A large media company was planning to deploy a new employee portal for full-time and contingent staff. The portal user identities resided in multiple disparate Active Directory (AD) domains and the portal required additional information from the HR systems as well as application-specific attributes in order to provide a highly personalized experience. The portal was aggregating resources from both internal and cloud-based systems, so it was imperative to provide a secure site experience without compromising performance.
Sucess Story: Media Company
Media Company Secures New Employee Portal
![digital-marketing-strategy](https://www.sdgc.com/wp-content/uploads/digital-marketing-strategy.jpg)

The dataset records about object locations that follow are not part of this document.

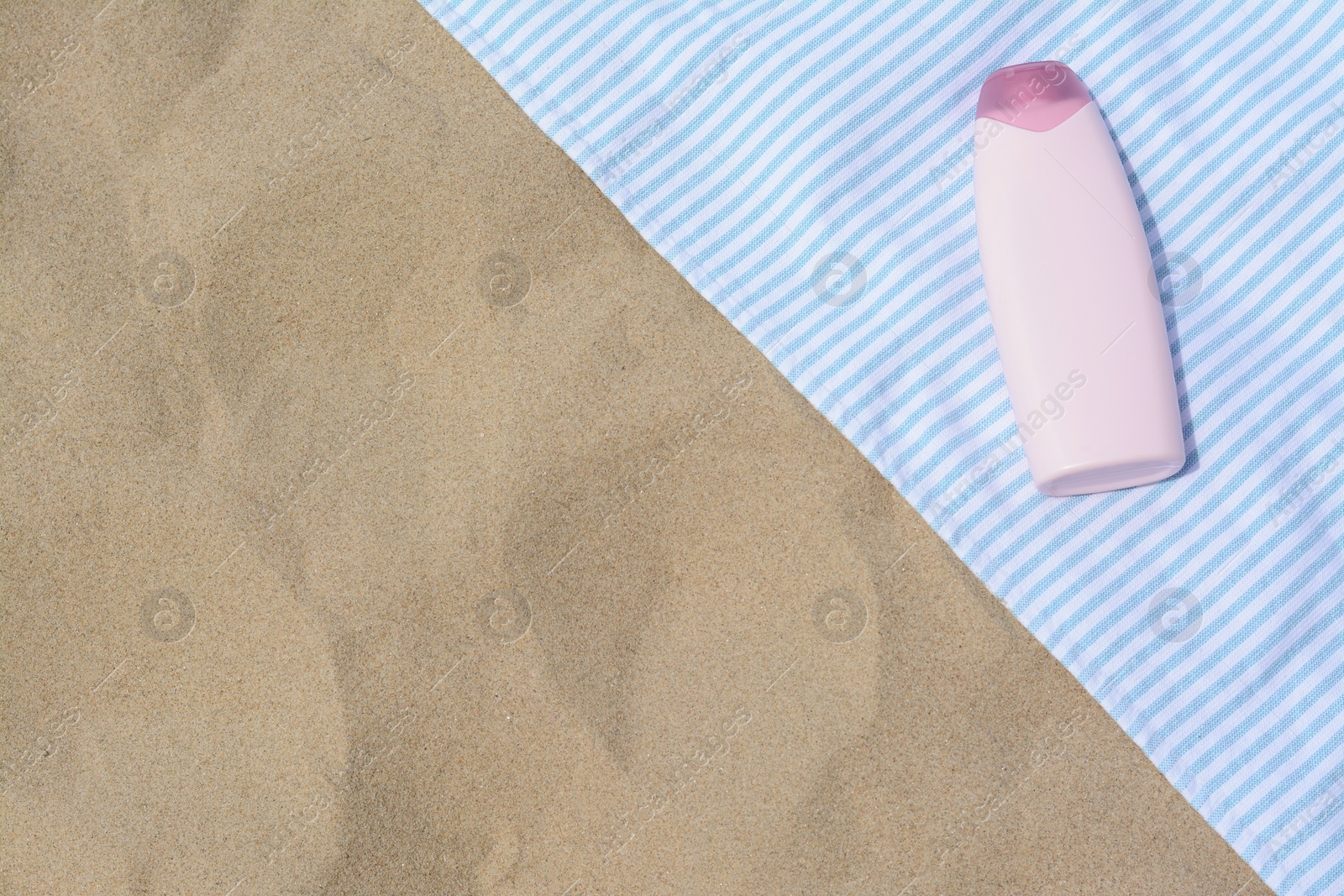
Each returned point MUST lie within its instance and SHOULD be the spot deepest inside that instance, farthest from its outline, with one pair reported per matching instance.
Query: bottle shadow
(1179, 281)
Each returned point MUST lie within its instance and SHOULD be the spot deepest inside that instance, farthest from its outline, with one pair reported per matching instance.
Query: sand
(381, 515)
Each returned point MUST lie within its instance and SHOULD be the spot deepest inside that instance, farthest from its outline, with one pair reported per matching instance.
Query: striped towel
(806, 165)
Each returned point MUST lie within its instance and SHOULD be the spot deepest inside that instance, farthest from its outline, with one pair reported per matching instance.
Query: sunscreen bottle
(1072, 291)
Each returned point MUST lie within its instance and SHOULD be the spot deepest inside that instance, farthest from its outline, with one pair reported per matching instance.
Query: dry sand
(381, 515)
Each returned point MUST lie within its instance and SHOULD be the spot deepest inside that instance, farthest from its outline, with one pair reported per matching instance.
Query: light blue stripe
(1223, 116)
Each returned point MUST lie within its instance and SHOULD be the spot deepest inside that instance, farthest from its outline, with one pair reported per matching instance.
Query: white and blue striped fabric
(806, 165)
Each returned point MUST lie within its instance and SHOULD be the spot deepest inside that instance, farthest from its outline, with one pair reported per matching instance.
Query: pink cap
(1035, 96)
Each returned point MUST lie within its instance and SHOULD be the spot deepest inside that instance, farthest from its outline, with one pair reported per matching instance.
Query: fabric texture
(806, 165)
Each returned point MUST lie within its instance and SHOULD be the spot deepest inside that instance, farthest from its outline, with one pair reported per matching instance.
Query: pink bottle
(1072, 291)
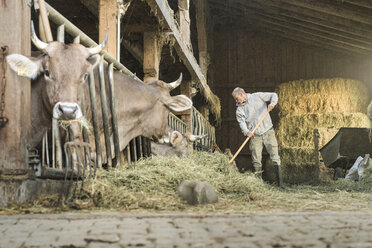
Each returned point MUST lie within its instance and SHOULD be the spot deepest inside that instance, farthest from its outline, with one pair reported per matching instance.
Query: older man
(250, 109)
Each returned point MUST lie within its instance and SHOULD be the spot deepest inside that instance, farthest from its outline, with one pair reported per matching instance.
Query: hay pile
(323, 104)
(151, 183)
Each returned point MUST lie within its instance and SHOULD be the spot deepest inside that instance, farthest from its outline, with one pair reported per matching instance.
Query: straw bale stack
(322, 96)
(323, 104)
(298, 130)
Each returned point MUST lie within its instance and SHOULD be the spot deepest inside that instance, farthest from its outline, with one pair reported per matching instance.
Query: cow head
(62, 69)
(177, 144)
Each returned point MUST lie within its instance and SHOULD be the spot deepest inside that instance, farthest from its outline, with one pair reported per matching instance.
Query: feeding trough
(345, 147)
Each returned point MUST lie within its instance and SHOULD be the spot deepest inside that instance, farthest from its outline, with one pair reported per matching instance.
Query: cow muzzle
(67, 111)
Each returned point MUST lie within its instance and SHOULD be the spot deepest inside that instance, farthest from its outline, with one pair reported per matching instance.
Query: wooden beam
(151, 56)
(107, 24)
(14, 137)
(337, 9)
(184, 22)
(300, 36)
(186, 115)
(361, 3)
(201, 26)
(272, 7)
(316, 30)
(135, 50)
(306, 17)
(166, 18)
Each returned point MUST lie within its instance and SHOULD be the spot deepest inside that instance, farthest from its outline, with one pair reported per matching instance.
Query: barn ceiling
(339, 25)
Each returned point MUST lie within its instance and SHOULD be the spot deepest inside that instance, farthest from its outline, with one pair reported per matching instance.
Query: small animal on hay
(197, 192)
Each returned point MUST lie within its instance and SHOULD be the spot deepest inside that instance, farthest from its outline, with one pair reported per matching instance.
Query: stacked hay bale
(323, 104)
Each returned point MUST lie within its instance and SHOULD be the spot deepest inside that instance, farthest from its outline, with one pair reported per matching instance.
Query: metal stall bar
(105, 117)
(57, 146)
(113, 114)
(92, 91)
(61, 33)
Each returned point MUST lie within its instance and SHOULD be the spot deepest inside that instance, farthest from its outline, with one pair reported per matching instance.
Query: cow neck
(48, 108)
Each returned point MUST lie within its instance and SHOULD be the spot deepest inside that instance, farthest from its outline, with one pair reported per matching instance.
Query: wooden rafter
(165, 16)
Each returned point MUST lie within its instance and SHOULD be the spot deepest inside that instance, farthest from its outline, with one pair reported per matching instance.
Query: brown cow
(59, 74)
(177, 144)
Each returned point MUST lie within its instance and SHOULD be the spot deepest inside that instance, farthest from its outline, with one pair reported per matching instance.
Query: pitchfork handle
(246, 140)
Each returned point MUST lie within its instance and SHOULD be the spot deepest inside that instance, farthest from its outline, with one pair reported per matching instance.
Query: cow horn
(41, 45)
(99, 48)
(192, 137)
(176, 83)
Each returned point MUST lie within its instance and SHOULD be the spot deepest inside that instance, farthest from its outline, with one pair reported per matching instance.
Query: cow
(59, 77)
(176, 144)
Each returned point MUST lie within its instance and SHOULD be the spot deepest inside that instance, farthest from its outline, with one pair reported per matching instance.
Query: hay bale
(322, 96)
(298, 130)
(299, 166)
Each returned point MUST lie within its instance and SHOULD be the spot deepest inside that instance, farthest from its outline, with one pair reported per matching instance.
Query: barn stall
(219, 45)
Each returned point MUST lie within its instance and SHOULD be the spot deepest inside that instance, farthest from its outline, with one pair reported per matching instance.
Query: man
(250, 109)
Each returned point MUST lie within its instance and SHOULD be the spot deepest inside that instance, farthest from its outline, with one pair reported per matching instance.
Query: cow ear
(24, 66)
(94, 60)
(176, 138)
(177, 103)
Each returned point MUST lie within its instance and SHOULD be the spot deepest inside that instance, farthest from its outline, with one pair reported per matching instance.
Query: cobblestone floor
(312, 229)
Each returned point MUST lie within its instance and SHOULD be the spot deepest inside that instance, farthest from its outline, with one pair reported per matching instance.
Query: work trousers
(256, 144)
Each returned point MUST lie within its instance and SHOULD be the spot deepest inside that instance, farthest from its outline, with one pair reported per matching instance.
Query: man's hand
(270, 107)
(250, 134)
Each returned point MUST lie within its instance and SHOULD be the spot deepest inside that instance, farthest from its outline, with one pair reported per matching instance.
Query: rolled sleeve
(240, 117)
(271, 97)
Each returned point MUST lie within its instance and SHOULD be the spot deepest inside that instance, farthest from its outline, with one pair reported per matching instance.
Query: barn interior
(315, 54)
(259, 45)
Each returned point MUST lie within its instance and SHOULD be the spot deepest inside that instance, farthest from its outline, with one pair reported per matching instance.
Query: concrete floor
(311, 229)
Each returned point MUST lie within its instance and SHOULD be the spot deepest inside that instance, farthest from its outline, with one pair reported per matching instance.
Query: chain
(4, 51)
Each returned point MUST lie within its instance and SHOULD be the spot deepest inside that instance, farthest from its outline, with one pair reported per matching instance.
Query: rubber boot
(279, 175)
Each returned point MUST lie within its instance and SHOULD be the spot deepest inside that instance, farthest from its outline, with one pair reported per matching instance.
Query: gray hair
(237, 91)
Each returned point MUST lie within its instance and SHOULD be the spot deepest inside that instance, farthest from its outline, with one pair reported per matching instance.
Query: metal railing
(201, 126)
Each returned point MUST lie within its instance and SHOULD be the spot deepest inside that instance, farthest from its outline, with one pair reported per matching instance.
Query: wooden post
(184, 21)
(201, 26)
(15, 33)
(185, 88)
(151, 56)
(107, 24)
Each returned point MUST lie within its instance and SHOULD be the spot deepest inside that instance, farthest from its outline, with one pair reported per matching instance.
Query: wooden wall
(257, 61)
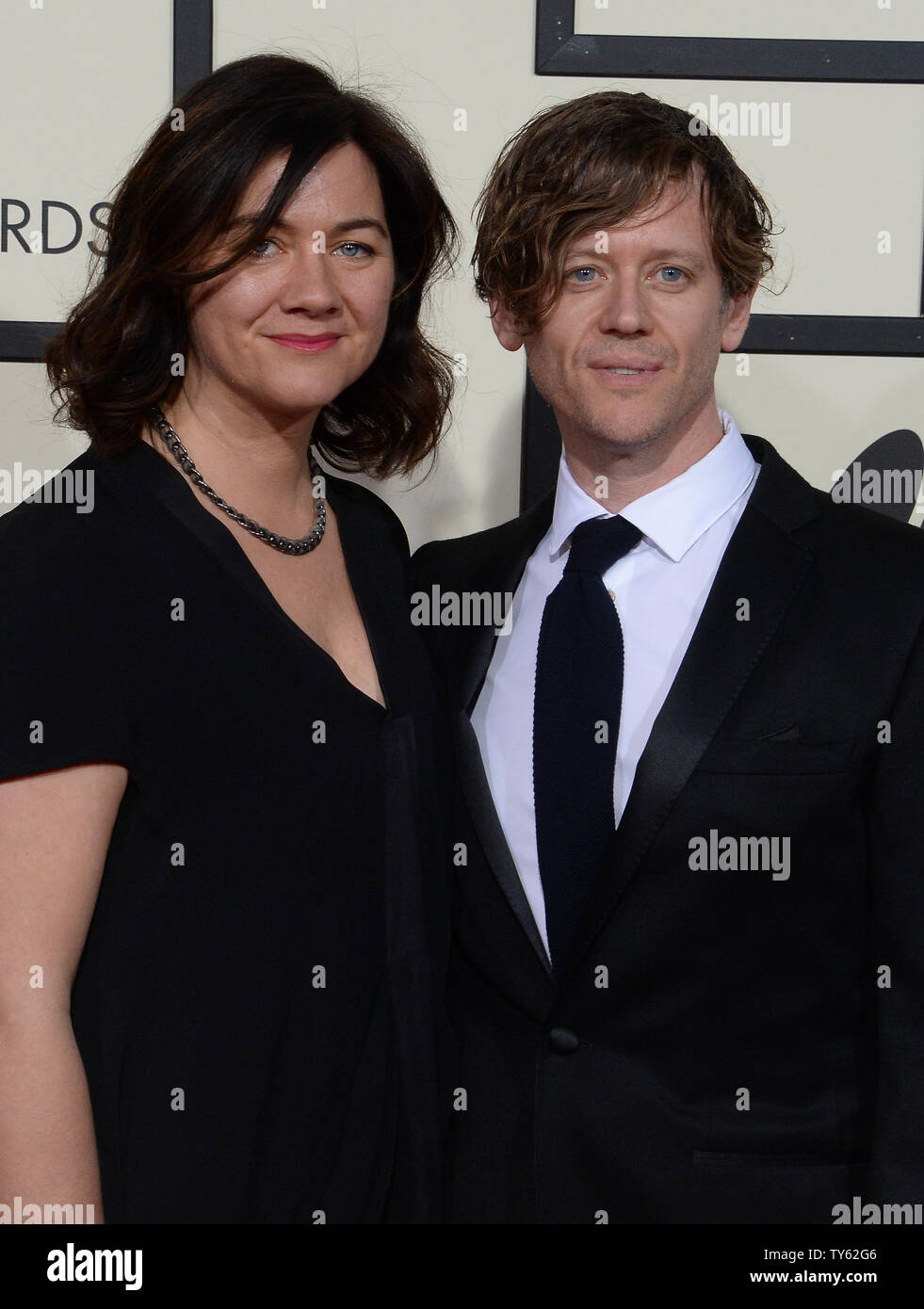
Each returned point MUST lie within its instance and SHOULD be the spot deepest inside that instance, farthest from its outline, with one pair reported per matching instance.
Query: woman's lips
(308, 343)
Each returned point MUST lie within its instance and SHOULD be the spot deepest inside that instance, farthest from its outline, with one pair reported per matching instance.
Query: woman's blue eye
(358, 247)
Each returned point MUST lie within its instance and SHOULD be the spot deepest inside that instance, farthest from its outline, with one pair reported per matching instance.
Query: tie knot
(597, 543)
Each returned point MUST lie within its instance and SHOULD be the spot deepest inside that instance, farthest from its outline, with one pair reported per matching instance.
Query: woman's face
(302, 315)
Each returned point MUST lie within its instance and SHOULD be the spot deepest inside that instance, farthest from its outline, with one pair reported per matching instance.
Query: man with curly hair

Additional Technical Challenges Included:
- A single user account might reside in multiple legacy domains
- Traversing the legacy domains to find the proper user ID would result in the potential for duplicate records and long response times
- The data values that were needed to join the user stores had inconsistent formats
- Only a subset of the user base would be allowed to use Integrated Windows Authentication (IWA) and none of the directories contained an indicator flag for this permission
![bigstock-Hand-working-with-a-Cloud-Comp-85962548-scaled](https://www.sdgc.com/wp-content/uploads/bigstock-Hand-working-with-a-Cloud-Comp-85962548-scaled-1.jpg)
Our Solution
SDG solved the technical challenges with a unique solution integrating Radiant Logic Virtual Directory Server (VDS) and CA Single Sign-On. VDS allowed SDG to establish a layer of abstraction from the data stores and build logic that wouldn’t require any changes on the back end. CA Single Sign-On was then able to pull in VDS attributes for reference at authentication time. This architecture allowed for:
- A union of identity data between AD and the HR database.
- The creation of VDS Computed Attributes to manipulate data into the proper formats for user unification, authorization and authentication.
- A custom flag in the CA Single Sign-On header to indicate which users are eligible for IWA.
- The use of Persistent Cache to speed up authentication.
- Federation for cloud integrated sites allowed SSO into the HR portal for users managed by external identity providers.
![bigstock-Unlocking-A-Virtual-Data-Strea-109624214-scaled-e1648501377863](https://www.sdgc.com/wp-content/uploads/bigstock-Unlocking-A-Virtual-Data-Strea-109624214-scaled-e1648501377863.jpg)
The new directory and security infrastructure proved to be a winning combination for the media company. A universal user identity was established for all internal employees and contractors. Authentication times were kept to a minimum and, going forward, business solutions can be delivered faster and cheaper thanks to the flexibility of the virtual directory.